As companies develop buyer-centric communication, one of most important questions is – how do we effectively group buyers into segments? We perceive that somewhere between the one-size-fits-all dinosaur and the unicorn-like “market of one” exist segmentation strategies that work better than others. But which ones? The secret is discovering self-identifying groups.
- Content will be more relevant and can be leveraged and streamlined. Self-identifying groups such as the ones described above respond to the same value propositions. They tend to have similar opportunities and/or problems. They will have similar compelling reasons to buy and are served by similar solutions. They tend to have similar business models, organizational structures, and environmental conditions. They share a common vocabulary. They ponder the same questions. They read the same editorial. They understand the same stories; respond to the same examples and analogies. They react to the same warnings. You can create highly relevant, effective, content and sales messages for these groups and that content will work hard.
- The social network will market and sell for you. People with the attributes described above (vertical industry, job function, geography, communities of interest) are connected in social networks. They go the same trade shows and recruit each others’ executives. They respect the same experts and analysts and use the same suppliers. Social media has revealed to the world what we all know from our own buying experience – people rarely make big decisions by themselves. We seek help and advice from those we trust. We look for stories about how “people like me who have had this problem” have succeeded or failed. We collaborate with like-minded adventurers to try something new. Imagine your message as a small marble. Throw your marble onto a Kansas wheat field. Throw another. What are the chances that those two marbles will hit each other? Now imagine throwing your marbles into a shoe box. They bounce into one another with the slightest jolt. Already connected groups create an echo chamber that can dramatically extend your own outreach effort
Consider company size, buying role, and risk profile as secondary audience segmentation strategies.

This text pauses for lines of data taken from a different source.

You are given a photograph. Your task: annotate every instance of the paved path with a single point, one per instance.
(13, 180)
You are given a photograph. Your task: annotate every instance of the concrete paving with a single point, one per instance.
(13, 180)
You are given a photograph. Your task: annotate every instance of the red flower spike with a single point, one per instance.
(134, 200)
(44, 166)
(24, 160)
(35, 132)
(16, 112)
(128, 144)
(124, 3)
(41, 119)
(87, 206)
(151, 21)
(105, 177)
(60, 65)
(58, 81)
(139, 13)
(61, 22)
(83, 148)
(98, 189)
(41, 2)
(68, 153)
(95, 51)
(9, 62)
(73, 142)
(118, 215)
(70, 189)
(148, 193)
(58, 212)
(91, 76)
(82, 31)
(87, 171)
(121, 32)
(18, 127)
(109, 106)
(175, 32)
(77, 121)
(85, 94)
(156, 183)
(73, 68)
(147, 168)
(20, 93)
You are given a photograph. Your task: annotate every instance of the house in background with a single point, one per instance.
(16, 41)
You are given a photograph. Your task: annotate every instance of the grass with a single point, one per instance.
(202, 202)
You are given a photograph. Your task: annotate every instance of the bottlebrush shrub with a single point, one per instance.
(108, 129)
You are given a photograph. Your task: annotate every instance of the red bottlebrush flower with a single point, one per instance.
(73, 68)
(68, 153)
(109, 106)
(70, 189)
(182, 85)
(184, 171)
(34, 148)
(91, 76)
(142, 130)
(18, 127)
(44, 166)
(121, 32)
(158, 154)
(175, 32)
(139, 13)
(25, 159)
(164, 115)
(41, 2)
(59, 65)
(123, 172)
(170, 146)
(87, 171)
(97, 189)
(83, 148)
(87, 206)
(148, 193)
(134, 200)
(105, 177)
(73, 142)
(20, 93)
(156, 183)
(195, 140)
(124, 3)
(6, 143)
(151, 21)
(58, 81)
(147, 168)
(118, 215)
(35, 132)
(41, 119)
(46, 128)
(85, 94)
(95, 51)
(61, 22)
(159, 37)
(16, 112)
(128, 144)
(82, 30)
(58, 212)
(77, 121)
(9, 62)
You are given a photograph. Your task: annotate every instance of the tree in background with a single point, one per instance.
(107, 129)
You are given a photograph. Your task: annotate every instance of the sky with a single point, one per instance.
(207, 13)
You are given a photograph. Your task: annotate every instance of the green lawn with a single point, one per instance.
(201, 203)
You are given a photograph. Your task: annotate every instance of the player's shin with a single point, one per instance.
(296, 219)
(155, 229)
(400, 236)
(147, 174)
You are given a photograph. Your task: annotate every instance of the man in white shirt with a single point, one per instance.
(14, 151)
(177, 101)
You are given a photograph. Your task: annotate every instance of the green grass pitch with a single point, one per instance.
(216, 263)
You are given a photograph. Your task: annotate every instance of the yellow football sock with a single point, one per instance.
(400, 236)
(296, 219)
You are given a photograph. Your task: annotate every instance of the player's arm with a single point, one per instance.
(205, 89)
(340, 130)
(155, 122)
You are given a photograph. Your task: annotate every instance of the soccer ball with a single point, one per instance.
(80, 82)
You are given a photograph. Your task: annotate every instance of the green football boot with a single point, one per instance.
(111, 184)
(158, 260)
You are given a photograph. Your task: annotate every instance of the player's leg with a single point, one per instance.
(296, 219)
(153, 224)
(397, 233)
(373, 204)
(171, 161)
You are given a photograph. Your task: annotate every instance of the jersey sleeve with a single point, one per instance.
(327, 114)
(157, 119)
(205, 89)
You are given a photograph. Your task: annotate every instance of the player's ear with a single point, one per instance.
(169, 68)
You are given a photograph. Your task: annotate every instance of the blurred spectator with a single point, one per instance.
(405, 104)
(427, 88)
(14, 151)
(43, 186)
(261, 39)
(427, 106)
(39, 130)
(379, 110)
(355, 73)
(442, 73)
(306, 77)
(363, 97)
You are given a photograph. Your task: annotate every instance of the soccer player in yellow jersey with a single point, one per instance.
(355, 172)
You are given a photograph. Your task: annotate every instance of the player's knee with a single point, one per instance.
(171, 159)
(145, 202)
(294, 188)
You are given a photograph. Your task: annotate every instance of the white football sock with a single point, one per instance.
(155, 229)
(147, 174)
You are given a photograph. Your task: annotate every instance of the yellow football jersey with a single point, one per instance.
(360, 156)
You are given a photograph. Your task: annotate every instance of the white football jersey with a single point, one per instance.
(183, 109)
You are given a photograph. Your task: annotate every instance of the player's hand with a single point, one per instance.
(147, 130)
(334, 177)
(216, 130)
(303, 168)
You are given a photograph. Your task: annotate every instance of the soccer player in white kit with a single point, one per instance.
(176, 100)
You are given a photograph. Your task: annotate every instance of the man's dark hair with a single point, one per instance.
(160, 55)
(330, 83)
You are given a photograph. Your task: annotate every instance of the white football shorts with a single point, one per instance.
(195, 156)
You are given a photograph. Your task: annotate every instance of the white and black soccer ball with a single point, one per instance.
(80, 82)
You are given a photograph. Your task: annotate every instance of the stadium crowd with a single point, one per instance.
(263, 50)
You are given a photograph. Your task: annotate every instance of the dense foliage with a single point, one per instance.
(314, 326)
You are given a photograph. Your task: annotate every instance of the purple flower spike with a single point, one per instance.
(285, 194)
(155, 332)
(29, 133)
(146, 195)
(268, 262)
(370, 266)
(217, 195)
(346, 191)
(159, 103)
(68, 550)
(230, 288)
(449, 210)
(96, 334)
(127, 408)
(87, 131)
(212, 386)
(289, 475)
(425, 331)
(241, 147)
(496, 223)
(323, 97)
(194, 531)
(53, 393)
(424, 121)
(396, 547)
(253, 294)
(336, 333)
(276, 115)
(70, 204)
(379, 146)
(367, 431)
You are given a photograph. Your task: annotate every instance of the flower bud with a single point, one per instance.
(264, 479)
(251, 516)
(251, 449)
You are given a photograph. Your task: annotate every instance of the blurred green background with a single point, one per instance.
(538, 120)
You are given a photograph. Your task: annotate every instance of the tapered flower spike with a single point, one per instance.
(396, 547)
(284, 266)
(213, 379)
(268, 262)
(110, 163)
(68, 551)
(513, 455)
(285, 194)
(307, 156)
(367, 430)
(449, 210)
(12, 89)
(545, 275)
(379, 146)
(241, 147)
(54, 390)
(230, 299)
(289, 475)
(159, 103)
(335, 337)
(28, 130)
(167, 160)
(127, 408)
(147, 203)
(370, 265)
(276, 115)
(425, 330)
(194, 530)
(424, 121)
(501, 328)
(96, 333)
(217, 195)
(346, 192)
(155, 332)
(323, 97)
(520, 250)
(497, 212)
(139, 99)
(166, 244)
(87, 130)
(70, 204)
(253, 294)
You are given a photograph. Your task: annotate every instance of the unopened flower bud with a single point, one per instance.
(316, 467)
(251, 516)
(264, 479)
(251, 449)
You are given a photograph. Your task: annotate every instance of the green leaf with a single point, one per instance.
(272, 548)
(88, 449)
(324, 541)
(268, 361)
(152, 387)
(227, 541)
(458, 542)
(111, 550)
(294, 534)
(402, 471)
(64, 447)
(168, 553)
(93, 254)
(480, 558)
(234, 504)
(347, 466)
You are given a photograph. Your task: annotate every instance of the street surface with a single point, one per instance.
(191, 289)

- Buying role and risk profiles are very useful but used alone are insufficient. Within the overarching audience segmentation strategy, you may want to create sub-segments such as different kinds of buyers and influencers (e.g. financial buyer, technical buyer, decision-maker, researcher, or advisor) or risk profiles (e.g. early adopter, majority, conservative). Content will be less relevant and you will get virtually no support from the social network. Both of these segmentation strategies are helpful. Buying role helps identify the different objectives and questions that must be answered by content. Risk profile is useful for content tone. For Early adopters tend to respond well to opportunity-oriented messages (“look how great you can be!”) whereas conservative companies tend to respond well to risk-avoidance messages (“look how much pain you won’t feel!”). However, unless you are a very large company with brand dominance and a horizontal solution, these strategies are less effective by themselves for winning new business than those described above.
- Company-size segments help sales but not marketing. Dividing buyers into tiers defined by company size such as enterprise accounts or small and medium sized business (SMB) may be a useful strategy for some business decisions. It informs sales management tasks such as territory definition, quota setting, and sales methodology selection. Company size is also useful for pricing strategies. However, Wal-Mart and GE have little in common other than size and complexity. However, company size provides almost no support for audience messaging.
For B2B audience segmentation strategies, your ideal group is the triple crown of vertical, functional role, and geography, or in some cases, communities of interest. Your particular situation may have some unique requirements. However, whatever segmentation approach you consider, make sure it passes the litmus test – self-identify as a group that experience similar problems and shares a social network.